Two farmers have taken their own lives since Friday in south-central Maharashtra’s Beed district, about 400 km from Mumbai. However, with the local administration contending that the deaths aren’t a direct fallout of debt-repayment pressure, even compensation for the bereaved families from the Chief Minister’s Relief Fund seems unlikely.
This runs sharply against the recommendations of a government-ordered report published in late January. The Indira Gandhi Institute of Developmental Research, which probed farmer suicides in Maharashtra, said that the state should—apart from reforming rural credit structures to extending counselling services at the primary health centre level, among other measures—alter its inflexible compensation policies to extend relief to all suicide households.

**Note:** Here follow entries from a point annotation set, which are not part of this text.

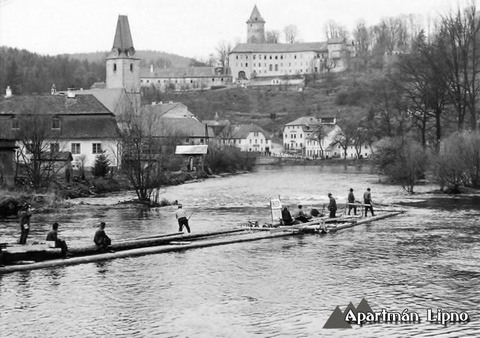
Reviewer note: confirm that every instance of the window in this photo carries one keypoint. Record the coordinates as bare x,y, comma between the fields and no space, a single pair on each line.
96,148
55,123
15,123
75,148
54,147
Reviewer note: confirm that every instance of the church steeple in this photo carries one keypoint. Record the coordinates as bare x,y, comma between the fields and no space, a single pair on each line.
123,69
255,27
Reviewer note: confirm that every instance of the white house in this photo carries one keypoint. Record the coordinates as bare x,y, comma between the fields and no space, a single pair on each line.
247,137
296,133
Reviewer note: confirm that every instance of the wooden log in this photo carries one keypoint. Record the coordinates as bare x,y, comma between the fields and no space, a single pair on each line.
144,251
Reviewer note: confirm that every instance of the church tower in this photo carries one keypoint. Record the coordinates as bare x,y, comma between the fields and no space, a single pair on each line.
123,69
255,27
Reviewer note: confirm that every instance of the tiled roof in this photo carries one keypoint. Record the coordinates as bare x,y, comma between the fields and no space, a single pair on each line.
304,121
280,47
172,109
241,131
53,104
180,72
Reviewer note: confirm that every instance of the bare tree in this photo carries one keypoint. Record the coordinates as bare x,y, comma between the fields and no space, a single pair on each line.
273,36
291,34
39,145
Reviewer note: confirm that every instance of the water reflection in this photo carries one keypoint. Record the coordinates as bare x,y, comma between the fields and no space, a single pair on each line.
426,258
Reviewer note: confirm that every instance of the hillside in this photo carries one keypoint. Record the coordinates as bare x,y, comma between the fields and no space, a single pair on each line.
147,57
270,106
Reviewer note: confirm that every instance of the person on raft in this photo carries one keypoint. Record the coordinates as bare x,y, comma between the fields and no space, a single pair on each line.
367,200
24,218
287,217
300,215
182,219
102,241
332,206
52,236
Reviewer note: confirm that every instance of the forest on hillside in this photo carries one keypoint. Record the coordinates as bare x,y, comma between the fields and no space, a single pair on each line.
29,73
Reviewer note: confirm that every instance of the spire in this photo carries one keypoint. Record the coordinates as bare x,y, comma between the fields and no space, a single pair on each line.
122,43
255,16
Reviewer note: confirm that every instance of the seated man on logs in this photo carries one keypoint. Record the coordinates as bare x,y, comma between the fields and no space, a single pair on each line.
287,217
52,236
102,241
300,215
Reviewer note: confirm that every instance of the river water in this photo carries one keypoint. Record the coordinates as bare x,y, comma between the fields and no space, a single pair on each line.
425,258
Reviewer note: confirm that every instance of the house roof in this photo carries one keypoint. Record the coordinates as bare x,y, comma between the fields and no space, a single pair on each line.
171,109
200,149
110,97
280,47
181,127
304,121
242,131
53,104
187,72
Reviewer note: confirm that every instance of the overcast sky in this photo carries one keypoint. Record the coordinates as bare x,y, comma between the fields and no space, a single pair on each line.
191,28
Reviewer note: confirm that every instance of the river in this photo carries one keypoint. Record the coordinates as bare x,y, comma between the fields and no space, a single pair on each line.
425,258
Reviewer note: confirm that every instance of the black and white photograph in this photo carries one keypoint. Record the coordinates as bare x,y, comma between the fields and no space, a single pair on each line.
239,168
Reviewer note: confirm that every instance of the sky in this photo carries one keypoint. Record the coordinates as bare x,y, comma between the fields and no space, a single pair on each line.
191,28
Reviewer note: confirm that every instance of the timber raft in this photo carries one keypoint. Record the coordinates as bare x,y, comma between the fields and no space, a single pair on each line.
30,257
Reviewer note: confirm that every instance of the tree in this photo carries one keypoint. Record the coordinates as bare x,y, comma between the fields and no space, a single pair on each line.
39,146
403,161
291,34
272,36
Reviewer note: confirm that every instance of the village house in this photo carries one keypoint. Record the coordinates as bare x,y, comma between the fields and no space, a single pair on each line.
77,124
184,79
296,133
257,60
247,138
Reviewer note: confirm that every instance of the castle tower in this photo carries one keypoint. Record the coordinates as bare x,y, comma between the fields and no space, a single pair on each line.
123,69
255,27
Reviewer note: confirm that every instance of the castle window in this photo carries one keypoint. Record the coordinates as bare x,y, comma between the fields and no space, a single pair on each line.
55,123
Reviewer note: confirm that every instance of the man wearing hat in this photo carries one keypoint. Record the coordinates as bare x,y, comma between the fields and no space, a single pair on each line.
351,200
52,236
332,206
182,219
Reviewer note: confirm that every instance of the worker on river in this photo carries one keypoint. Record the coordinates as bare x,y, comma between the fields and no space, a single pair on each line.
182,219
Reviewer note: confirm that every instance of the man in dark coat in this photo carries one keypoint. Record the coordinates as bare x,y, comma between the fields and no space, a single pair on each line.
367,200
332,206
24,218
286,217
351,200
102,241
52,236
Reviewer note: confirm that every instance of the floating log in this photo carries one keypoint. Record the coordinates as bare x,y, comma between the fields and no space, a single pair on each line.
143,251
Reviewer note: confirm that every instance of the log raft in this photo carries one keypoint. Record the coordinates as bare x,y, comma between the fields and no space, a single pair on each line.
162,243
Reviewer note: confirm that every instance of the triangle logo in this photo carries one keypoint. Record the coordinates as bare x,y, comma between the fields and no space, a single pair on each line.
337,320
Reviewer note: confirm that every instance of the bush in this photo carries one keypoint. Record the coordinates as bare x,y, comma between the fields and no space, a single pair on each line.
228,159
403,161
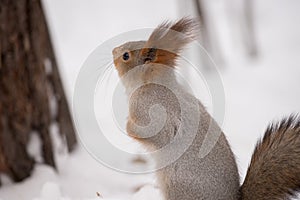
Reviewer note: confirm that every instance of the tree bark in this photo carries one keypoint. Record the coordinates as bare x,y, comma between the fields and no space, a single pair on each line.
29,84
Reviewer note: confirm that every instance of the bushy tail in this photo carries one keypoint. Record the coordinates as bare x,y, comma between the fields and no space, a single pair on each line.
274,171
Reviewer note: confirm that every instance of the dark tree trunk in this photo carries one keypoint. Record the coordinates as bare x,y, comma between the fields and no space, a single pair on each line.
29,83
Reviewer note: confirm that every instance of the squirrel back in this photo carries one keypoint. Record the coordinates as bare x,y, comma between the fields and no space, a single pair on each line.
274,171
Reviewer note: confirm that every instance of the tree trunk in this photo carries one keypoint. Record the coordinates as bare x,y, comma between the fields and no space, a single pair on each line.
29,85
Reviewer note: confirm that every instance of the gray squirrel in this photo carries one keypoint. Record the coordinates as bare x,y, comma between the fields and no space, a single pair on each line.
145,67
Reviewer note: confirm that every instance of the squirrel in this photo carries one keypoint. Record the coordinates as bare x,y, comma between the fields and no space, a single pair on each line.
274,170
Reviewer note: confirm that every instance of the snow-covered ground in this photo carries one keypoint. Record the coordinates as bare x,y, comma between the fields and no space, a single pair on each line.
257,91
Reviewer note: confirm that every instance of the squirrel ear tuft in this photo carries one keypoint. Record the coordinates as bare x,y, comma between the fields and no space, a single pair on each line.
168,39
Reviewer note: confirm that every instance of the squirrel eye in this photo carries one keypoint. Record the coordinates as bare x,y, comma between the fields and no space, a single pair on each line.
126,56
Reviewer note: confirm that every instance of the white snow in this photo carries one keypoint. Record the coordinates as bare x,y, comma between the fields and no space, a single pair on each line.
257,91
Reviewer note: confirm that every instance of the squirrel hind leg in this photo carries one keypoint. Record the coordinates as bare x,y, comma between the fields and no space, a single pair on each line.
274,170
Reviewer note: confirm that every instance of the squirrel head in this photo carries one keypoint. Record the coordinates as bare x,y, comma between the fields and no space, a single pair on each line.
163,47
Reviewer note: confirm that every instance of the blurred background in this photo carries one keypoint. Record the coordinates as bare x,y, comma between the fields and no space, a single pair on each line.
255,45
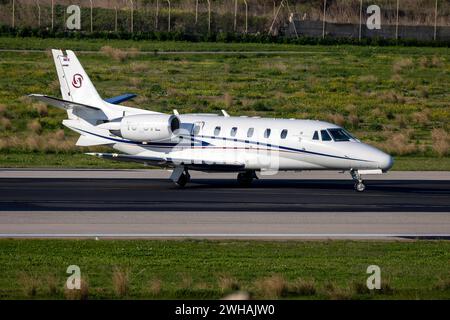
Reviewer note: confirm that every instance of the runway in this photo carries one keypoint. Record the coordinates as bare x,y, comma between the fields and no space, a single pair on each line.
143,203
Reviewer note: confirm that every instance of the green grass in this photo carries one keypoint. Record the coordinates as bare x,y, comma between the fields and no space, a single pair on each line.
391,97
192,269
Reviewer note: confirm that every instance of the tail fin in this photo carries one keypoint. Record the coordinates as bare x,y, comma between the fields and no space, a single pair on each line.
74,82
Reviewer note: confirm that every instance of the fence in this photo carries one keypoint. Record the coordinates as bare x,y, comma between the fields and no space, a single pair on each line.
414,19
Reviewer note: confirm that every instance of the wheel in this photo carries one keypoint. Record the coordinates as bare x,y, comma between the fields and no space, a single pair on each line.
360,187
245,178
184,178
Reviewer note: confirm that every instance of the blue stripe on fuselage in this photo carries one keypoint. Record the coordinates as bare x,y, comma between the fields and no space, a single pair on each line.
204,143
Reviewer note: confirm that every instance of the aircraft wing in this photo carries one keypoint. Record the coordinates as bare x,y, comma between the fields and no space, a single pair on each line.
122,98
60,103
171,162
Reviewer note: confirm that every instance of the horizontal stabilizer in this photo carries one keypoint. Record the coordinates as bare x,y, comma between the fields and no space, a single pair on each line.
87,141
121,98
59,103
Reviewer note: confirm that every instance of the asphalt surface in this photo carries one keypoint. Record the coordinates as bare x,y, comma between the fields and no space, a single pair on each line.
138,203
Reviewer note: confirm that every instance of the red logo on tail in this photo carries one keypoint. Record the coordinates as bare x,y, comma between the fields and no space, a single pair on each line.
77,80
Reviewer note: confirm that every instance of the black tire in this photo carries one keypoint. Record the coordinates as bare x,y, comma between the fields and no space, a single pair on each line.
360,187
184,178
245,179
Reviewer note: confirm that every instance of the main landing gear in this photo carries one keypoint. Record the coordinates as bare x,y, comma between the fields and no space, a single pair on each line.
245,179
359,184
180,176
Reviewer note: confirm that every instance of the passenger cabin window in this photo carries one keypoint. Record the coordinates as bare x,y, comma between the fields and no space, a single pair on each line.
325,135
316,135
339,134
196,130
217,131
250,132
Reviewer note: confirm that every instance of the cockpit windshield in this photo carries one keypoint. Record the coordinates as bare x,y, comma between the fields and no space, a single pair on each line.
340,134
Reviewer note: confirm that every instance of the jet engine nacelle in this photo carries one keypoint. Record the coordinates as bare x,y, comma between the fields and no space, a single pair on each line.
144,127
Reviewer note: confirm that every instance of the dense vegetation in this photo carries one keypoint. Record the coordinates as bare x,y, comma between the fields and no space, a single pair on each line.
212,269
395,98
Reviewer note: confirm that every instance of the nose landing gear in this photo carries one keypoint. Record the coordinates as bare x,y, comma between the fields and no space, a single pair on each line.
180,176
359,185
245,179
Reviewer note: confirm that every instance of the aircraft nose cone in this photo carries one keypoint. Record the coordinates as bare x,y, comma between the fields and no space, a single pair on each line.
385,162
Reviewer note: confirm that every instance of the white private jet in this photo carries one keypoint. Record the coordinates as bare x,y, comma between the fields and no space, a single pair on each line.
206,142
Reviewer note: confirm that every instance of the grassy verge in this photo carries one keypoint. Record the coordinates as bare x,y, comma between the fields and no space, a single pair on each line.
31,43
78,160
393,98
212,269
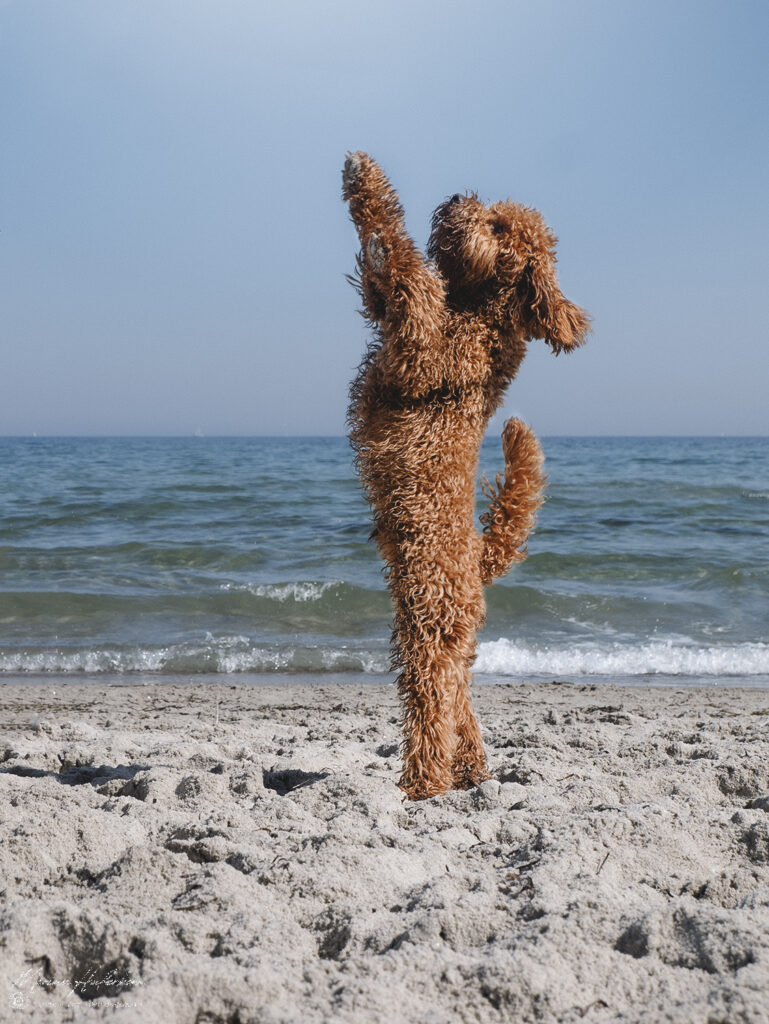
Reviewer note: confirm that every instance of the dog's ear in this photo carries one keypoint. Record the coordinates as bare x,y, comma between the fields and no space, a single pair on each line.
562,325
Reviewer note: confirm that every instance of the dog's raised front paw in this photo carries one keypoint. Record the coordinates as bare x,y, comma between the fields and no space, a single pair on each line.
375,254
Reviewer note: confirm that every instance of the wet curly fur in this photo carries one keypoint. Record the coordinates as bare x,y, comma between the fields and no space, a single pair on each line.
450,333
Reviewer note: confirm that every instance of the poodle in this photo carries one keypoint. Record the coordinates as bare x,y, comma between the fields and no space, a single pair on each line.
450,333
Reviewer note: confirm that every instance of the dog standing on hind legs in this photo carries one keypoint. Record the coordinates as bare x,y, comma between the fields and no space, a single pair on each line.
450,333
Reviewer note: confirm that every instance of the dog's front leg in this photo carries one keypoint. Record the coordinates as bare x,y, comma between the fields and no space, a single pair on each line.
401,292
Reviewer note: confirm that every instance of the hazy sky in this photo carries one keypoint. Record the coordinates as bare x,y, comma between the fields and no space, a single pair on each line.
173,244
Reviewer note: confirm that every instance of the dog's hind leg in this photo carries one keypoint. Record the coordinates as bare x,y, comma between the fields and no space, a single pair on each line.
469,766
514,504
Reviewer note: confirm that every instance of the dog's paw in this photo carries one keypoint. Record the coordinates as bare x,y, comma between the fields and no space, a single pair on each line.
351,172
376,254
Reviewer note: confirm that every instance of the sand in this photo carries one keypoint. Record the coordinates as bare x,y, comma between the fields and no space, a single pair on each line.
202,853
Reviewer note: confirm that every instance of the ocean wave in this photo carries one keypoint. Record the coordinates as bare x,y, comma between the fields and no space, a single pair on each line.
221,656
299,592
237,654
667,657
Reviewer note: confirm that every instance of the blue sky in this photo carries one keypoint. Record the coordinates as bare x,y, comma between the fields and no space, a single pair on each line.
173,245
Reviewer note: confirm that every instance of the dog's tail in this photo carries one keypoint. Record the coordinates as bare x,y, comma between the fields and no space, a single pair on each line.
514,502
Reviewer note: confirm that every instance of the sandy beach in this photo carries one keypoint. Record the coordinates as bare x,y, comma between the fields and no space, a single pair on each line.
209,853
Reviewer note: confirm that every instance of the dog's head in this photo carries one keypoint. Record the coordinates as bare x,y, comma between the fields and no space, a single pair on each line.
504,254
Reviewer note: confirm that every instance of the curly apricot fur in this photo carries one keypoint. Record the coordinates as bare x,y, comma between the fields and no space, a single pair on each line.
450,333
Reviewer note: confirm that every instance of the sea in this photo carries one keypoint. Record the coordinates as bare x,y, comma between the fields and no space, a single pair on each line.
249,560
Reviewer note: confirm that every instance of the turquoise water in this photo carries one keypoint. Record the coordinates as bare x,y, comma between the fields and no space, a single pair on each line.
251,555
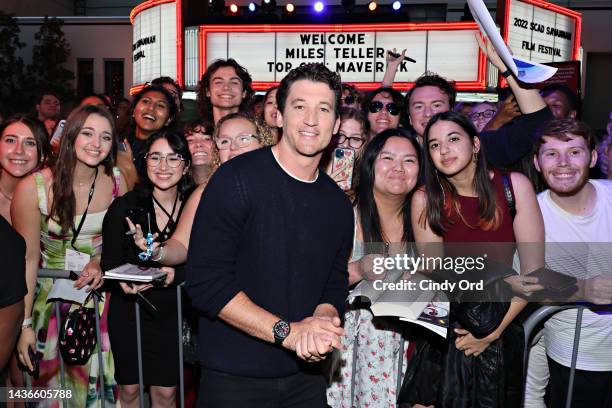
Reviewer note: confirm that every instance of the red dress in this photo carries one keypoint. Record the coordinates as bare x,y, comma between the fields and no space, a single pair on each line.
494,378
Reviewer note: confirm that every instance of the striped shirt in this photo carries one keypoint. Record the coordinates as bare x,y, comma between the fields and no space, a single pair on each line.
583,252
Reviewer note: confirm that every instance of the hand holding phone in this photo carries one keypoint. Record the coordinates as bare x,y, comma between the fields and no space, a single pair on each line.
57,133
342,167
397,55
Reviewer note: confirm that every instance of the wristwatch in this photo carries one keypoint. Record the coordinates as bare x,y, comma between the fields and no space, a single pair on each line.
281,330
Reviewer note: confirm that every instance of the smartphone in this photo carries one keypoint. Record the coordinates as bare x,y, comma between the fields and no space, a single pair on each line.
343,161
553,280
57,133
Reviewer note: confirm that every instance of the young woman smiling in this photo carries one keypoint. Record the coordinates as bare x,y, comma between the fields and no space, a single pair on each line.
165,185
59,212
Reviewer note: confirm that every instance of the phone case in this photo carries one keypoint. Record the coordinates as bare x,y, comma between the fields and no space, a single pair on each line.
344,159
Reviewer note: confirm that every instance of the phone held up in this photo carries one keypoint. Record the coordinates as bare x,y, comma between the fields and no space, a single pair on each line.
343,161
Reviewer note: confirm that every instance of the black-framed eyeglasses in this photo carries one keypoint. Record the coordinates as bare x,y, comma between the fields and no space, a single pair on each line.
349,100
354,142
487,114
391,107
172,159
241,141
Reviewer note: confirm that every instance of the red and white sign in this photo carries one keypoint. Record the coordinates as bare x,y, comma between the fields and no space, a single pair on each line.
157,42
355,51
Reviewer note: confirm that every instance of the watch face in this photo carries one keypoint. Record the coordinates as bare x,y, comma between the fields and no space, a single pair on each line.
281,329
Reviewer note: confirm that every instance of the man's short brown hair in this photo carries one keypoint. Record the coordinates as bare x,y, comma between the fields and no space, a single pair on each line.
564,130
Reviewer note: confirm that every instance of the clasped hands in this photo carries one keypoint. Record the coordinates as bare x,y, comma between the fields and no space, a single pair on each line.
315,337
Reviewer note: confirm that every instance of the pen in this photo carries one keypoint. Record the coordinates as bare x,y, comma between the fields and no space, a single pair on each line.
141,297
75,276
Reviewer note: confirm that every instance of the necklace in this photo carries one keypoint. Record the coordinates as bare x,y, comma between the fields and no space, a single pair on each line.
170,224
5,195
79,184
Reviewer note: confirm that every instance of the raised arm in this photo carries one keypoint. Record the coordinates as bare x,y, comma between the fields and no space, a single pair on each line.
510,143
529,100
26,221
393,65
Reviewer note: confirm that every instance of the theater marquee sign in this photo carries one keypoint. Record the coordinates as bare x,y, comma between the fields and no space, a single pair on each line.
356,52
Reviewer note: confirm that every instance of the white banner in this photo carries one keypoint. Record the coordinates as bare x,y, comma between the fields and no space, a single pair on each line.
540,35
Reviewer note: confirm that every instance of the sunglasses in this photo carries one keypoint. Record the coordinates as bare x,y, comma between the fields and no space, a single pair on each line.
376,106
349,100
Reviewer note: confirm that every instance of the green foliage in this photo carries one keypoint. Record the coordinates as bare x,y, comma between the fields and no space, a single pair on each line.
49,55
12,98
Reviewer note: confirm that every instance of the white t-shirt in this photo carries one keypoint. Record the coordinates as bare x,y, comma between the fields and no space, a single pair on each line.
582,260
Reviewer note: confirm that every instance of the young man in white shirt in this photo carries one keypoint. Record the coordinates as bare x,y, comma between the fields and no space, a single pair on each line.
576,211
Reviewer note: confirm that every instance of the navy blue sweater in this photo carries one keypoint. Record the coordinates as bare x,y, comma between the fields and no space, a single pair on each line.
283,242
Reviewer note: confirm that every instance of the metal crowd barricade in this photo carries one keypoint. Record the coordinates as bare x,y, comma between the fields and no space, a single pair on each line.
536,318
181,388
63,274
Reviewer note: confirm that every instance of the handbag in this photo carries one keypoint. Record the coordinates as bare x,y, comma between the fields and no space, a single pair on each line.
77,339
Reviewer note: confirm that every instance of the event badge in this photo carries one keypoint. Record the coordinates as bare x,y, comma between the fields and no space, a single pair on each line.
75,260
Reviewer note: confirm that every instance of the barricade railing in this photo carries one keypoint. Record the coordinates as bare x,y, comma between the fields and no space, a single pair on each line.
63,274
545,312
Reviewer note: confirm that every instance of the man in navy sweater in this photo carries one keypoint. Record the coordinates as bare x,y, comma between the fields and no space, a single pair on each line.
268,258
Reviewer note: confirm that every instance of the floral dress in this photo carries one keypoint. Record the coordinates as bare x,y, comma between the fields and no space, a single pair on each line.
373,349
82,380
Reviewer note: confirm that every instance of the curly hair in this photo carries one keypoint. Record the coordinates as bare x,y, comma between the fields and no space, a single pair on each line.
433,79
203,102
264,134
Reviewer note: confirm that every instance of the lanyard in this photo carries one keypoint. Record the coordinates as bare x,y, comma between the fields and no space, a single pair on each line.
75,232
169,215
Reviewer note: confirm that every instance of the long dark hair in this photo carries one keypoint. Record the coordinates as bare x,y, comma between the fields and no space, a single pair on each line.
179,145
172,108
203,102
364,201
63,207
442,194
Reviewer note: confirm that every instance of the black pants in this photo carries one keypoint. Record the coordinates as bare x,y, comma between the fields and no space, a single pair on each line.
591,388
301,390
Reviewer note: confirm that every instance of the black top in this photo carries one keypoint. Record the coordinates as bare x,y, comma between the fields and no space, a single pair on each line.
283,242
12,275
510,143
118,248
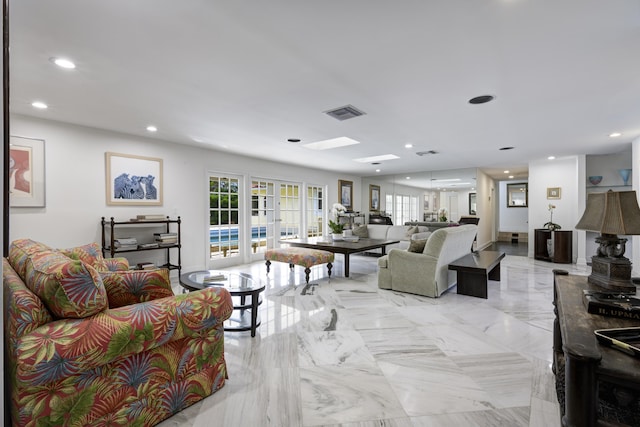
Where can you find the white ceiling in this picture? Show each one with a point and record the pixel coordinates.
(244, 76)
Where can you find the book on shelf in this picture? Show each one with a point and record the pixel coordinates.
(120, 241)
(162, 235)
(214, 278)
(621, 305)
(147, 245)
(151, 217)
(126, 247)
(146, 265)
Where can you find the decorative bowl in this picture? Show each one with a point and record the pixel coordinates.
(595, 180)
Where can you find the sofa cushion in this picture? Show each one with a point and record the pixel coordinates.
(20, 250)
(410, 231)
(134, 286)
(417, 246)
(69, 288)
(361, 231)
(397, 232)
(89, 254)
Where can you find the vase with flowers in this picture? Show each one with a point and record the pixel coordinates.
(335, 226)
(552, 225)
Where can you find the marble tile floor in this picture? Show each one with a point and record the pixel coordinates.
(345, 353)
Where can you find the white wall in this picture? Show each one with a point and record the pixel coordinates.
(75, 185)
(486, 209)
(563, 173)
(512, 220)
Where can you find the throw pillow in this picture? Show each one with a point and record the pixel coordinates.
(417, 246)
(411, 230)
(20, 251)
(361, 231)
(69, 288)
(89, 254)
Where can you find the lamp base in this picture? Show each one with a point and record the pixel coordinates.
(613, 274)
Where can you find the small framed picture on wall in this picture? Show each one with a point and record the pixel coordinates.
(345, 192)
(553, 193)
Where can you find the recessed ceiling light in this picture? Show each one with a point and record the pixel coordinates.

Subhash Jhagte, sarpanch of Nimbangaon-Chobha where one of the suicides took place—the village’s third in a year—too said by viewing each case through the narrow prism of debt from a formal institution, the state was failing to provide both short-term and long-term relief measures to tackle the agrarian crisis sweeping farming households (see box).
In Nipan Takli of Majalgaon taluka, jowar farmer Sukhadev Shinde (65) consumed pesticide early on Monday, just hours before Deputy Chief Minister R R Patil announced in the Assembly that he would create a special cell in the CID to investigate complaints against moneylenders.
On Tuesday afternoon, when the paper visited the Shinde family, government officials had yet to visit and enquire why Shinde may have taken this extreme step.
Talking to The Indian Express, Sukhadev’s son Rameshwar, a barber in Beed, said his father was driven to kill himself after losing 4.5 acres of land to ‘‘a sahukar’’, Shivaji Dalvi. Dalvi is also Sukhadev’s son-in-law.